His main research field concerns fluid power components and systems for both industrial and mobile applications.


15:50 – 16:20 BREAK

Werner Pohl
  16:20 - 16:40

FCMS | Werner Pohl
Environmentally friendly travel bus design of the future

This paper focusses on innovative methods to reduce the CO2-emission of travel busses by new ways to realize weight reduction. A combination of shape variants for load carrying bus sub-structures with a mix of usual mild steel and high-strength stainless steel, making use of a geometry-driven design, fast running surrogate models, comprehensive design optimization, and an automated refeed of optimized surrogate models into detailed correct geometry models for validation analyses unveals weight potentials, which cannot be discovered by traditional CAE methodology. Technically, the key is a full associativity between CAD and CAE. Commercially, the cost aspects are made part of the design process. Both material and welding cost have been considered. Loadings are stress, fatigue and rollover based on internationally accepted layout criteria for travel busses

Dr.Pohl, PHD in physics, native Austrian, with over 30 years of industry experience and 7 employers in telecommunications and mechanical industry (CAD-CAM-CAE-CAT).
Experienced with functions like CEO, GM / MD for Sales and Development Divisions, Corporate VP and Regional VP (e.g. Europe, Asia); job locations in Germany, The Netherlands, Belgium and Japan.


Pietro Del Negro
  16:40 - 17:00

RICARDO | Pietro Del Negro
Fatigue Analysis on a Motorcycle Frame

Fatigue Analysis on a Motorcycle Frame using FEMFAT. The Fatigue analysis was performed on the structure itself and on the welded seams. In the presentation will be shown the comparison between numerical results and phisical fatigue tests results performed on the motorcycle.
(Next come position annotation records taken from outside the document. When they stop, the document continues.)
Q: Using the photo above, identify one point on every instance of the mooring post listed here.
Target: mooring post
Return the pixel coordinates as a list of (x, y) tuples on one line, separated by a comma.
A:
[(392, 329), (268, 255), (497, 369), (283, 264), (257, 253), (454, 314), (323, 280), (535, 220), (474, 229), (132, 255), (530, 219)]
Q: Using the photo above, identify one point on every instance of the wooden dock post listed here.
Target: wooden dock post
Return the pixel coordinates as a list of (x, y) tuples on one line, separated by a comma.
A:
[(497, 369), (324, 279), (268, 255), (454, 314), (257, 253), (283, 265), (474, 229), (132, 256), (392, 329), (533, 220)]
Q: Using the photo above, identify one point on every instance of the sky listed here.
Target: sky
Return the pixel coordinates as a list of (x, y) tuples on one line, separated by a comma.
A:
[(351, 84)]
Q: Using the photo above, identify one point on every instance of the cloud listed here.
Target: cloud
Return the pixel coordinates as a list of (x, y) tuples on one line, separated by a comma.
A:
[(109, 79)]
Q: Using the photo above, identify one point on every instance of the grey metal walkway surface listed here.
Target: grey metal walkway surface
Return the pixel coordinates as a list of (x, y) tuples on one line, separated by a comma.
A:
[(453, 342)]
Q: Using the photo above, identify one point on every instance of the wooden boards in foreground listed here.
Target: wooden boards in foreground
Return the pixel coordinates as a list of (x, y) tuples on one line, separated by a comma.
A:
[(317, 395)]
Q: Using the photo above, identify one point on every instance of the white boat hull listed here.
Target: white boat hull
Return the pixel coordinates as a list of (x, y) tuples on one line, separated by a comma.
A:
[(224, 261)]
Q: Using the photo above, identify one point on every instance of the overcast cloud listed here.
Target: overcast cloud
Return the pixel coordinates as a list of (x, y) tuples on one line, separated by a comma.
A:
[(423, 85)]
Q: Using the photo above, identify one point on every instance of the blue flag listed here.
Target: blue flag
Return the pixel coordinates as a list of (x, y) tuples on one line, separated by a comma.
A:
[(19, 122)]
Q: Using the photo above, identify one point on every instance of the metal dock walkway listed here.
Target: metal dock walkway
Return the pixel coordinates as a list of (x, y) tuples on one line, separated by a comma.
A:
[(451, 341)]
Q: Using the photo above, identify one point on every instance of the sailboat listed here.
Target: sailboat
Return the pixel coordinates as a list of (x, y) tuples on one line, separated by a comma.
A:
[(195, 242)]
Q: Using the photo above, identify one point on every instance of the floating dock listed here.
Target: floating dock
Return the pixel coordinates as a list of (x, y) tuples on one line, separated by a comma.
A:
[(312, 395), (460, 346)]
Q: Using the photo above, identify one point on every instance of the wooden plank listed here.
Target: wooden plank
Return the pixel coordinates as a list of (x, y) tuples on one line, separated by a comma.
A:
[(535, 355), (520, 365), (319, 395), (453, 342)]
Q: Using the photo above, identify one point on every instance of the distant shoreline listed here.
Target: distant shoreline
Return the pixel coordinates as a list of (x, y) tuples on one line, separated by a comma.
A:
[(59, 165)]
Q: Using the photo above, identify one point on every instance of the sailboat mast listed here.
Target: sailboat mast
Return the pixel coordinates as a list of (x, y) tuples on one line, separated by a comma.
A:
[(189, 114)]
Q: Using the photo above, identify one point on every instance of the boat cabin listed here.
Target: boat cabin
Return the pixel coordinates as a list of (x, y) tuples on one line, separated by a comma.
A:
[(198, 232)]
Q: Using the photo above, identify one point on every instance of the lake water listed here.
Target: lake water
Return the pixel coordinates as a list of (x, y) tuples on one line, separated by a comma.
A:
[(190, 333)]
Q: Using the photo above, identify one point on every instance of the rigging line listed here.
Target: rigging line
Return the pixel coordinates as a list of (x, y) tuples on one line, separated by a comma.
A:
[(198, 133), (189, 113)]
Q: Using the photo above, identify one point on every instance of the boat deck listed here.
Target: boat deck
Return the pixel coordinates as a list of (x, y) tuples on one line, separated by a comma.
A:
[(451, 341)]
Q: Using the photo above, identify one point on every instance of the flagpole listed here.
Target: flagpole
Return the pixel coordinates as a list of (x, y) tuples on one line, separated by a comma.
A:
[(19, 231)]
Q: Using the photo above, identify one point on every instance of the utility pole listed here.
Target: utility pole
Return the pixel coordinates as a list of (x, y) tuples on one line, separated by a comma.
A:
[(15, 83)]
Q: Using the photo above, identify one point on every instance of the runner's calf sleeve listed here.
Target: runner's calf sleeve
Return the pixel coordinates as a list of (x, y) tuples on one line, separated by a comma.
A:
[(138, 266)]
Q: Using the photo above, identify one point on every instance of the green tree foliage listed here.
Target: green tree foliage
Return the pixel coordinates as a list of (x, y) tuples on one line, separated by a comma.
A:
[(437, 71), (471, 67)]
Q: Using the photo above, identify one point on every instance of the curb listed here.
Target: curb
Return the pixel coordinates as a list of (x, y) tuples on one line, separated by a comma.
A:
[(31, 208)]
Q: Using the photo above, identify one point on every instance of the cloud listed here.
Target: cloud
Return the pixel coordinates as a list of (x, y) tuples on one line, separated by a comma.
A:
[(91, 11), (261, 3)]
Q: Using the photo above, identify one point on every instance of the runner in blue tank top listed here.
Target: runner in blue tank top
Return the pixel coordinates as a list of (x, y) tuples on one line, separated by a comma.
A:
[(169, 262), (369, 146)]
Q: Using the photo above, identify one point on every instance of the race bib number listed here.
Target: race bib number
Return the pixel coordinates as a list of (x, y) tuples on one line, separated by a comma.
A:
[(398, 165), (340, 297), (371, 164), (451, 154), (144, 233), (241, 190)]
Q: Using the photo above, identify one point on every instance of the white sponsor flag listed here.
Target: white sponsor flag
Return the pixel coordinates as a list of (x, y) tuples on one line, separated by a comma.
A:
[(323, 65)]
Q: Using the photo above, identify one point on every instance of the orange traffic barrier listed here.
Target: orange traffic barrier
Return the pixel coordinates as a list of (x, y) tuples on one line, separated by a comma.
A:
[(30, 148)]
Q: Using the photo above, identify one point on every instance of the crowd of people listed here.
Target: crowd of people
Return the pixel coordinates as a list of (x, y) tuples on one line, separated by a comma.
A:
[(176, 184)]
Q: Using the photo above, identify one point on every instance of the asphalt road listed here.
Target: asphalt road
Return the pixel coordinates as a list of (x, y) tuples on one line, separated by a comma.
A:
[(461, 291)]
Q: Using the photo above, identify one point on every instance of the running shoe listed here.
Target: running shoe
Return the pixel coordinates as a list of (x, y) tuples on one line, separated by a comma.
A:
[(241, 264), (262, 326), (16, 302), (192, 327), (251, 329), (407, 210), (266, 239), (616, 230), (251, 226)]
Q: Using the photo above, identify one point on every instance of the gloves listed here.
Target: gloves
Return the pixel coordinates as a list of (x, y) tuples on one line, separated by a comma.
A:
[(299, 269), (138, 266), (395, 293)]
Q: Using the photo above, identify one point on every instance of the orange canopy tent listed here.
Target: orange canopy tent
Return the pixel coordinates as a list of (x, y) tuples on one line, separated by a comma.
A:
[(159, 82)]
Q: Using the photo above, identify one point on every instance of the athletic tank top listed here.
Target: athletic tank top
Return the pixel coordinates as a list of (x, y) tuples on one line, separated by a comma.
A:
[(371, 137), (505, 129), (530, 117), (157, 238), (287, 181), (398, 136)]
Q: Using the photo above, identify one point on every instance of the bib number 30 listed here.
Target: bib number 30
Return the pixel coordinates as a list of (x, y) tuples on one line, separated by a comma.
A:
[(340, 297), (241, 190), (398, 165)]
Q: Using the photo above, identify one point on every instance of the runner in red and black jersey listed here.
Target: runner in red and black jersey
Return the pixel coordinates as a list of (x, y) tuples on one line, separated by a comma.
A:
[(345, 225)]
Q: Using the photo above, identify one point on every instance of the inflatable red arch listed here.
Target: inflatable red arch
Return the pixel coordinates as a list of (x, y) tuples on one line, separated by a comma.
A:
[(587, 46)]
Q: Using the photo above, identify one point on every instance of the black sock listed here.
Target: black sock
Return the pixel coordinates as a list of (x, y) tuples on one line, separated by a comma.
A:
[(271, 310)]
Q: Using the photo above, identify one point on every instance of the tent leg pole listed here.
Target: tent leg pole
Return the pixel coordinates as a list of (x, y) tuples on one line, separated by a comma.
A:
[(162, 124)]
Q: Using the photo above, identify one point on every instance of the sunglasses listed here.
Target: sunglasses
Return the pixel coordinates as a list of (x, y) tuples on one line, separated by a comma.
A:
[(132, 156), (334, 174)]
I’m Pietro Del Negro, I’m a Mechanical Engineer and I work in RICARDO Motorcycle in the CAE Department. I’m responsible for structural analysis of frames and other structural components of a motorcycle. Static, Dynamic and Fatigue Analysis performed on these structures are fundamentally to obtain the best final product in terms of safety, reliability and quality reducing the development and production costs.


Isabel Ashworth
  17:00 - 17:20

Monolith AI | Isabel Ashworth
Predicting 3D fields of transient CFD simulation data using deep learning to accelerate the development of Internal Combustion Engines

As in many engineering industries, development timelines for Internal Combustion Engines (ICE) are too strict to allow for full exploration of design permutations through large volumes of simulations and physical tests. To address this challenge, this study demonstrates how the performance of new ICE designs simulated under new conditions can be predicted using machine learning. Using a historic dataset of transient CFD data, deep learning models prove to be able to accurately predict the transient evolution of scalar performance metrics, but also entire 3D flow fields of simulation data. With such a simulation-machine learning approach, a complete understanding of the correlation between design variables and simulation outcomes is established. This allows finding performance-optimised designs for target simulation metrics in near-real-time. This study was developed by Monolith AI in partnership with Siemens Digital Industries Software.

Isabel Ashworth is Senior Project Engineer at Monolith - an AI platform that empowers engineers to build products faster. Isabel completed a Masters in Physics at the University of Manchester, where she investigated “Transport Signals In Poor Visibility”, specifically looking at the propagation of different light sources through fog. Isabel specialised in theoretical fluid dynamics and climate CFD throughout her career in the automotive industry, and was awarded the TechWomen100 Award in 2019. As Senior Project Engineer of Monolith, she leads different projects with clients and ensures that the AI technology developed in the company is relevant and valuable for engineering companies.